MSZ Tajlandii: śledzimy sytuację w Birmie; jesteśmy gotowi pomóc rządowi
MSZ Tajlandii podało w niedzielę, że z zaniepokojeniem i uwagą śledzi sytuację w stanie Rakhine na zachodzie Birmy, gdzie trwa konflikt sił rządowych z muzułmanami z mniejszości Rohingja.
Dodano, że Tajlandia jest gotowa udzielić pomocy władzom Birmy.
Jak ocenia Reuters tajlandzkie władze dotychczas nie wypowiadały się na temat tego konfliktu.
Pod koniec sierpnia birmańskie wojsko rozpoczęło w stanie Rakhine działania zbrojne na dużą skalę; były one odpowiedzią na skoordynowane ataki muzułmańskich rebeliantów na żołnierzy i policjantów z 25 sierpnia. Od tego czasu z kraju uciekło przed przemocą już ponad pół miliona Rohingjów.
Uchodźcy twierdzą, że wojsko i buddyjscy członkowie samozwańczych straży obywatelskich atakują Rohingjów i podpalają ich domy. Jednak władze zamieszkanej głównie przez buddystów Birmy odrzucają oskarżenia o czystki etniczne i zbrodnie przeciw ludzkości wysuwane m.in. przez ONZ. Rada Praw Człowieka ONZ zaapelowała do birmańskiego rządu o wpuszczenie na teren konfliktu misji badawczej, ale prośba ta została odrzucona.
W ostatnich tygodniach coraz więcej organizacji zajmujących się prawami człowieka wyrażało swoje oburzenie postawą Tajlandii wobec uciekających przed przemocą Rohingjów.
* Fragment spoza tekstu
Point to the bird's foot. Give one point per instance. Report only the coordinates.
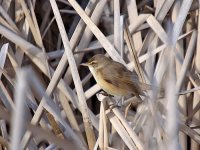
(116, 105)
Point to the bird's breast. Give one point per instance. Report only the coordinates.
(106, 86)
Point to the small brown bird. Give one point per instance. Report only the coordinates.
(114, 78)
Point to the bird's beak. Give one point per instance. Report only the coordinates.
(84, 64)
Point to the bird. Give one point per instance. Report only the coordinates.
(114, 78)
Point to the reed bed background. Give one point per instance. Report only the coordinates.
(48, 101)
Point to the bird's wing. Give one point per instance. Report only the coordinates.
(121, 77)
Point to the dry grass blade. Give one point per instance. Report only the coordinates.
(84, 109)
(157, 39)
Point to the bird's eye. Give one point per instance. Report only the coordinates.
(93, 63)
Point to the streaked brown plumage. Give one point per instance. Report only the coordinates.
(114, 78)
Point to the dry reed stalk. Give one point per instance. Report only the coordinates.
(160, 35)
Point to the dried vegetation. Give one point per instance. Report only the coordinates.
(47, 101)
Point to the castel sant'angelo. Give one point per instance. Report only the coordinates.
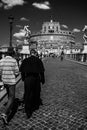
(52, 38)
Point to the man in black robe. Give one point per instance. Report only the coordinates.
(32, 72)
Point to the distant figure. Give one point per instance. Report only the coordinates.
(32, 72)
(8, 71)
(62, 55)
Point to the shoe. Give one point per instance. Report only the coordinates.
(28, 115)
(4, 118)
(21, 107)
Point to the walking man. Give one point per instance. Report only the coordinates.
(32, 72)
(8, 71)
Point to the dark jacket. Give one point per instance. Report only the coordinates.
(32, 66)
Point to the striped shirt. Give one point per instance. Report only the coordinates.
(8, 70)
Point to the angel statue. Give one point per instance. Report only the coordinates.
(85, 33)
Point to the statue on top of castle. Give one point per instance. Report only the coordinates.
(85, 33)
(27, 31)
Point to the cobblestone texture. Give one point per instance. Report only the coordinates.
(64, 98)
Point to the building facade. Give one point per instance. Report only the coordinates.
(51, 39)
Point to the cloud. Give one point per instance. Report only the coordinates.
(20, 34)
(65, 26)
(76, 30)
(43, 5)
(8, 4)
(24, 19)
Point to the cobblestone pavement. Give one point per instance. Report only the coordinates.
(64, 98)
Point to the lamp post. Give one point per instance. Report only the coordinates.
(11, 18)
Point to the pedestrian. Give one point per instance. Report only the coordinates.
(62, 55)
(8, 71)
(32, 72)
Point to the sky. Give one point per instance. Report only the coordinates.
(71, 14)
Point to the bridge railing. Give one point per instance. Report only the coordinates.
(3, 92)
(78, 57)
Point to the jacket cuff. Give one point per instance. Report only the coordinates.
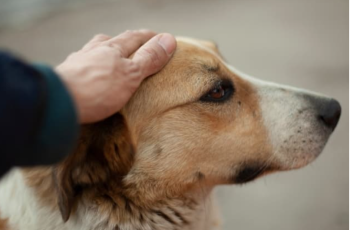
(60, 127)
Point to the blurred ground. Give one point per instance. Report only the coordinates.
(303, 43)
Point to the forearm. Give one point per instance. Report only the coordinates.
(38, 124)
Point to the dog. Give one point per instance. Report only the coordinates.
(196, 124)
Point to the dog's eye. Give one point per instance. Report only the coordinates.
(220, 93)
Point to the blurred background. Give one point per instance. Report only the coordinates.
(303, 43)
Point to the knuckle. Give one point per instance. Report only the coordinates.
(153, 56)
(132, 70)
(128, 32)
(100, 36)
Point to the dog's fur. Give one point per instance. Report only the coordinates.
(153, 165)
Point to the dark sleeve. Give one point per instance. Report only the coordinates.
(38, 122)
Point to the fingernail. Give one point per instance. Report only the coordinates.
(167, 41)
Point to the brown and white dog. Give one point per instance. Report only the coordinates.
(196, 124)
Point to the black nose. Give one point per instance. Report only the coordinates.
(329, 113)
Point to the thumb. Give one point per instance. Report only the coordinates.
(154, 54)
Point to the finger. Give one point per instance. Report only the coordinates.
(153, 55)
(129, 41)
(98, 38)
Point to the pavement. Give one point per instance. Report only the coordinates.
(303, 43)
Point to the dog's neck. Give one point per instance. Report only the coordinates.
(113, 208)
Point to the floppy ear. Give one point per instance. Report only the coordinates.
(105, 152)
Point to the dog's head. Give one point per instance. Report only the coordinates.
(198, 121)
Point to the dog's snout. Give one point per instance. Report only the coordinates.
(329, 113)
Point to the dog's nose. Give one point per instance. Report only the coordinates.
(329, 113)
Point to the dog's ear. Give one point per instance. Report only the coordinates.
(105, 152)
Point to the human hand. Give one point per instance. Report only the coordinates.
(101, 77)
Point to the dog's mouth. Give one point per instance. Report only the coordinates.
(252, 171)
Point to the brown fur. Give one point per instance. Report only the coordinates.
(163, 144)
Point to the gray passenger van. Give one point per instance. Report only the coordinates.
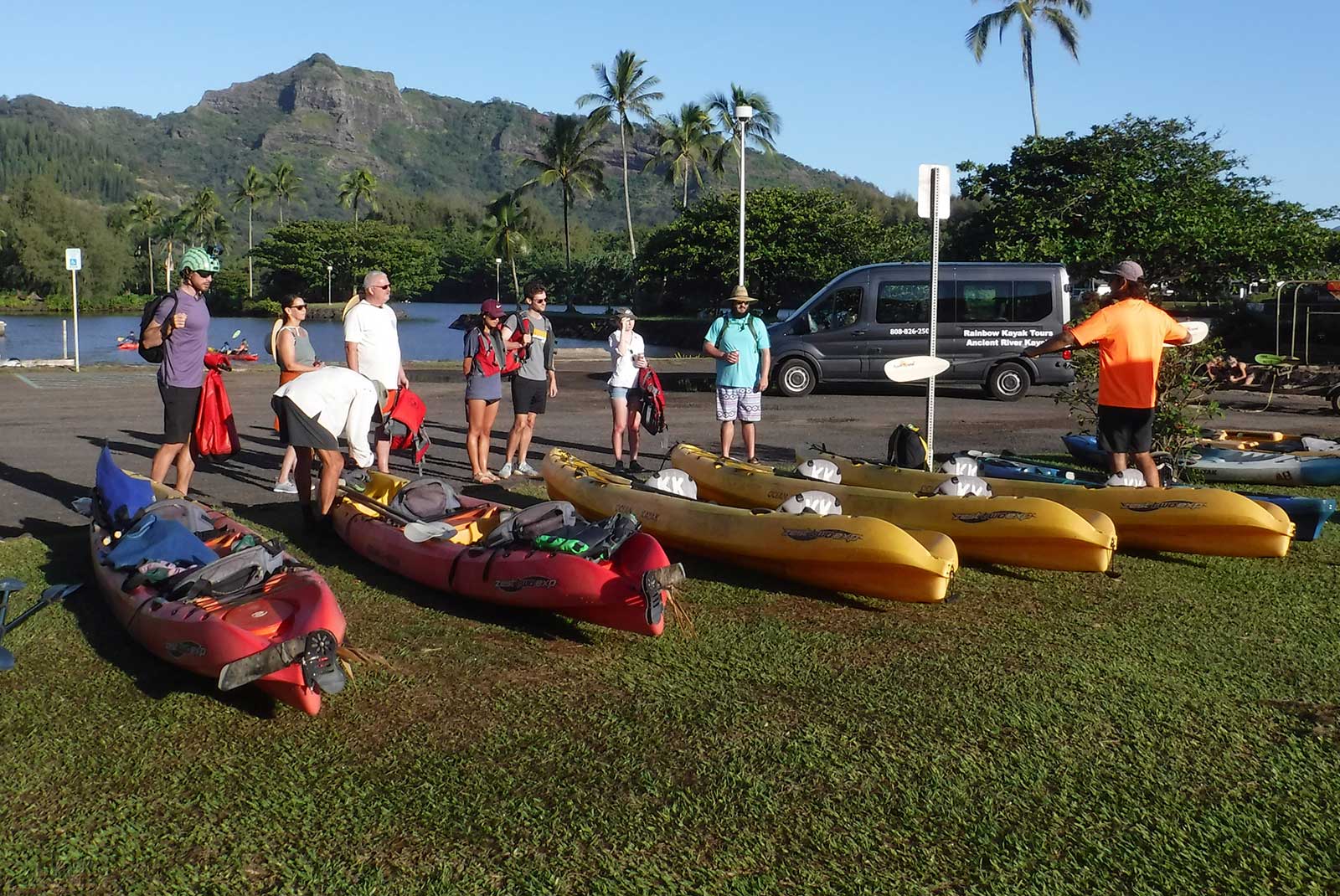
(988, 314)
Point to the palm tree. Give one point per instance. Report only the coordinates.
(1028, 13)
(285, 187)
(504, 232)
(200, 214)
(687, 141)
(625, 94)
(250, 190)
(355, 188)
(569, 161)
(145, 210)
(760, 130)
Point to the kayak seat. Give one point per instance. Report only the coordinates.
(812, 501)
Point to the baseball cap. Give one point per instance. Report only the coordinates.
(1127, 270)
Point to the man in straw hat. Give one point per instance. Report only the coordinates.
(739, 341)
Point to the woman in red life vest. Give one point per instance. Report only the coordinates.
(482, 366)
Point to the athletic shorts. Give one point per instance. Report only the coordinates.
(180, 409)
(1125, 430)
(529, 395)
(298, 429)
(739, 404)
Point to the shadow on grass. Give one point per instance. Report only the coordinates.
(330, 551)
(69, 560)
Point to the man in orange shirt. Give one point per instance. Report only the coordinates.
(1130, 335)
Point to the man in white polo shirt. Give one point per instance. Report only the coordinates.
(373, 348)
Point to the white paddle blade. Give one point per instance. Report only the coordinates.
(1197, 331)
(908, 370)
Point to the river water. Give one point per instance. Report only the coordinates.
(425, 335)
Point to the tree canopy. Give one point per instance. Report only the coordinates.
(1156, 190)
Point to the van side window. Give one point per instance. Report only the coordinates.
(837, 311)
(902, 303)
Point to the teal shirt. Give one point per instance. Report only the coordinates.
(747, 371)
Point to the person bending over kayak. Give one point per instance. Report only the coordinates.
(1130, 335)
(312, 411)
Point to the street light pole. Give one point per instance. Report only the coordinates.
(743, 116)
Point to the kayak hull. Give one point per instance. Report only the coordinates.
(606, 592)
(203, 641)
(1022, 532)
(858, 554)
(1226, 465)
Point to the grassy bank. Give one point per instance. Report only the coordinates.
(1172, 730)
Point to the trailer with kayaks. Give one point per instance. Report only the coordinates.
(853, 554)
(1023, 532)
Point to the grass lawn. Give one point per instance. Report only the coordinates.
(1172, 730)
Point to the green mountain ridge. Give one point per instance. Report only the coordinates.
(327, 120)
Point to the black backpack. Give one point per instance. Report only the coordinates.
(156, 354)
(908, 448)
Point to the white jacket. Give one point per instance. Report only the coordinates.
(342, 401)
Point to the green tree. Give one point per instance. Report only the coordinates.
(760, 130)
(569, 161)
(254, 188)
(1028, 13)
(685, 143)
(357, 188)
(201, 214)
(147, 212)
(506, 234)
(623, 93)
(797, 241)
(286, 187)
(1157, 190)
(294, 257)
Amnesty International twierdzi, że służba bezpieczeństwa tego kraju odsyła uchodźców na wody morskie, uniemożliwiając im wnioskowanie o azyl.
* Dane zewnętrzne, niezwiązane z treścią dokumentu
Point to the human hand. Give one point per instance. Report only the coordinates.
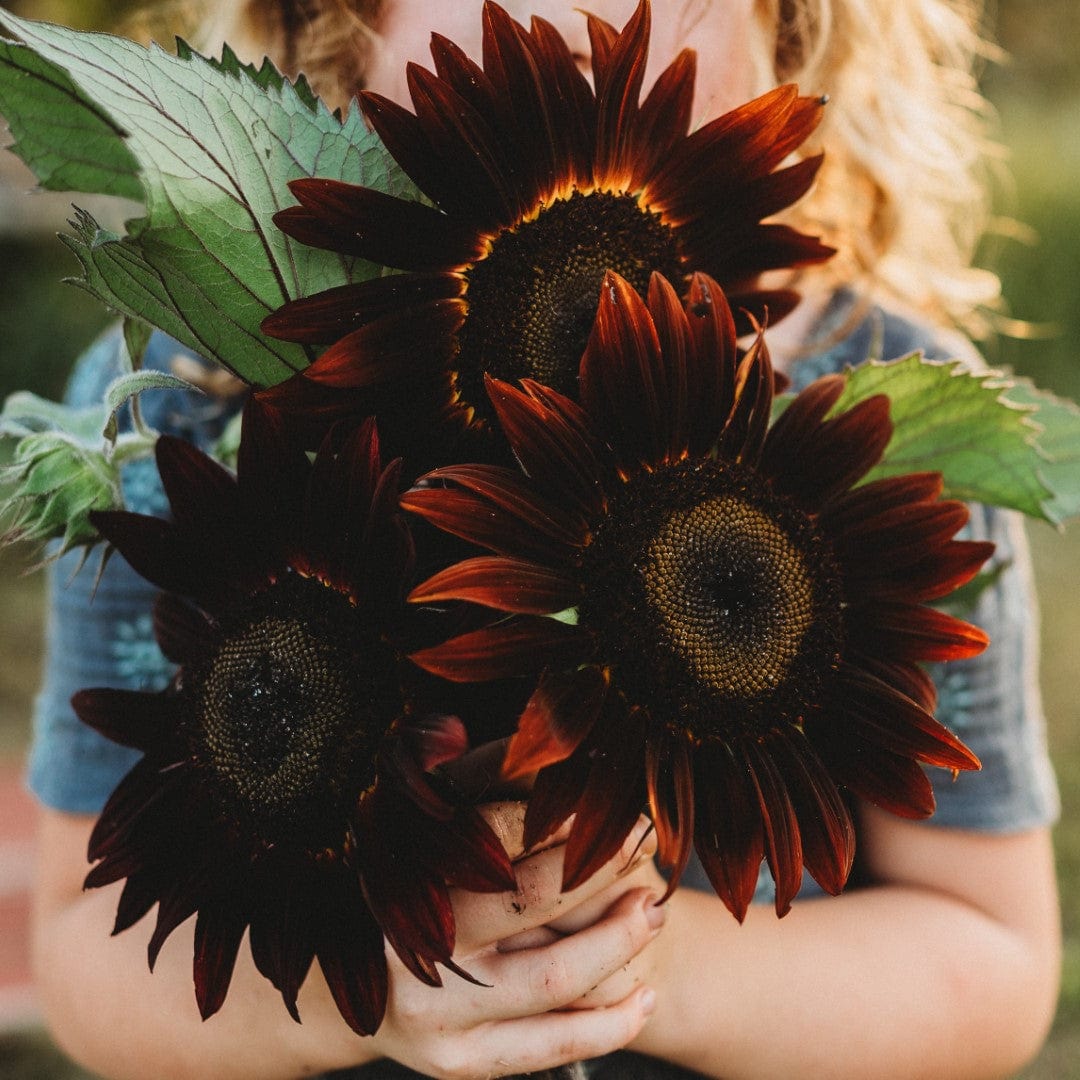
(542, 954)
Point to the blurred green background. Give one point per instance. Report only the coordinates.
(1036, 92)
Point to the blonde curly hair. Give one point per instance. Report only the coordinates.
(906, 212)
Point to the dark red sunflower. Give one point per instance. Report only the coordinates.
(747, 622)
(283, 787)
(538, 185)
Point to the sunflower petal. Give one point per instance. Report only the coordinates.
(135, 718)
(910, 632)
(548, 442)
(507, 584)
(331, 314)
(825, 826)
(556, 719)
(217, 942)
(535, 527)
(612, 798)
(352, 958)
(557, 788)
(729, 835)
(619, 79)
(358, 220)
(520, 646)
(670, 783)
(836, 455)
(895, 723)
(783, 847)
(624, 379)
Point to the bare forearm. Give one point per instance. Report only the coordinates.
(112, 1014)
(891, 982)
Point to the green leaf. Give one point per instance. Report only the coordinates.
(61, 469)
(136, 338)
(1058, 441)
(216, 144)
(124, 388)
(67, 140)
(950, 420)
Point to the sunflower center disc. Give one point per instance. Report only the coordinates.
(288, 709)
(719, 598)
(532, 299)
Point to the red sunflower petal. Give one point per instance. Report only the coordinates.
(352, 958)
(507, 584)
(879, 496)
(500, 517)
(795, 428)
(570, 102)
(908, 678)
(174, 908)
(665, 116)
(399, 346)
(736, 147)
(358, 220)
(550, 447)
(886, 716)
(218, 932)
(520, 646)
(937, 574)
(466, 852)
(510, 64)
(281, 936)
(612, 798)
(783, 847)
(135, 718)
(157, 552)
(626, 388)
(729, 835)
(619, 79)
(712, 373)
(909, 632)
(140, 892)
(199, 488)
(555, 794)
(412, 906)
(331, 314)
(456, 127)
(433, 740)
(555, 720)
(825, 826)
(893, 783)
(602, 40)
(747, 427)
(835, 456)
(670, 782)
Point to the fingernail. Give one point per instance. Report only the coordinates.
(656, 916)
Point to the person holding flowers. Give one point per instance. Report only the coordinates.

W niedzielnym oświadczeniu MSZ Tajlandii oświadczyło jednak, że rząd "zawsze przywiązywał wielką wagę do dostarczania pomocy i ochrony przesiedlonym mieszkańcom Birmy". Wspomniano o ok. 100 tys. uciekinierów, którzy przebywają w dziewięciu obozach na granicy między Tajlandią a Birmą. "Jesteśmy gotowi udzielić pomocy władzom Birmy i Bangladeszu" - dodano.
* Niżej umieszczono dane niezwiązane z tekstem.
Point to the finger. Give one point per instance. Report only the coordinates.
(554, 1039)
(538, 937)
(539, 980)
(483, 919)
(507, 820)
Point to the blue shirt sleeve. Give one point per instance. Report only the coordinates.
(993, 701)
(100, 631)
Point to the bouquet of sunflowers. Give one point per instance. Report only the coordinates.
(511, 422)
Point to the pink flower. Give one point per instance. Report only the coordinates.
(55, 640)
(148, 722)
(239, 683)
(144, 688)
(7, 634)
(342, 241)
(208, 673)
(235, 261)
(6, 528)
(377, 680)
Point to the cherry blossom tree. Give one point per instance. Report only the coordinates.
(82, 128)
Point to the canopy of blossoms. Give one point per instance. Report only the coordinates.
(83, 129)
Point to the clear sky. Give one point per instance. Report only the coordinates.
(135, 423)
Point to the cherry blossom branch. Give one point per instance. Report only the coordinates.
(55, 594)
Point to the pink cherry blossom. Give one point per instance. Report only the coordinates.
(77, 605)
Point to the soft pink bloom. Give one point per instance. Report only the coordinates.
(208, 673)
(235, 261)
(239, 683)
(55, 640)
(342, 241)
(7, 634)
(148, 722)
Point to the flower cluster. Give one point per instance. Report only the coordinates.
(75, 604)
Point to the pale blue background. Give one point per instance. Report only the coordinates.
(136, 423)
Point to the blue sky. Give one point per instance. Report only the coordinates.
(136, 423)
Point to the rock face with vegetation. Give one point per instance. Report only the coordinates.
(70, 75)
Agencja Reuters zauważa natomiast, że wielu z tych uchodźców uciekło z powodu konfliktu z władzami Birmy już lata temu i - jak twierdzą działające tam organizacje pozarządowe - nie ma wśród nich Rohingjów.
Tajlandzkie MSZ podkreśliło ponadto, że popiera dotyczące birmańskiego kryzysu oświadczenie Stowarzyszenia Narodów Azji Południowo-Wschodniej (ASEAN). Organizacja potępiła w nim ataki na birmańskie siły bezpieczeństwa i "wszystkie akty przemocy, w których wyniku giną cywile".
Tajlandia jest drugim po Bangladeszu krajem, dokąd starają się dostać przedstawiciele muzułmańskiej mniejszości Rohingjów.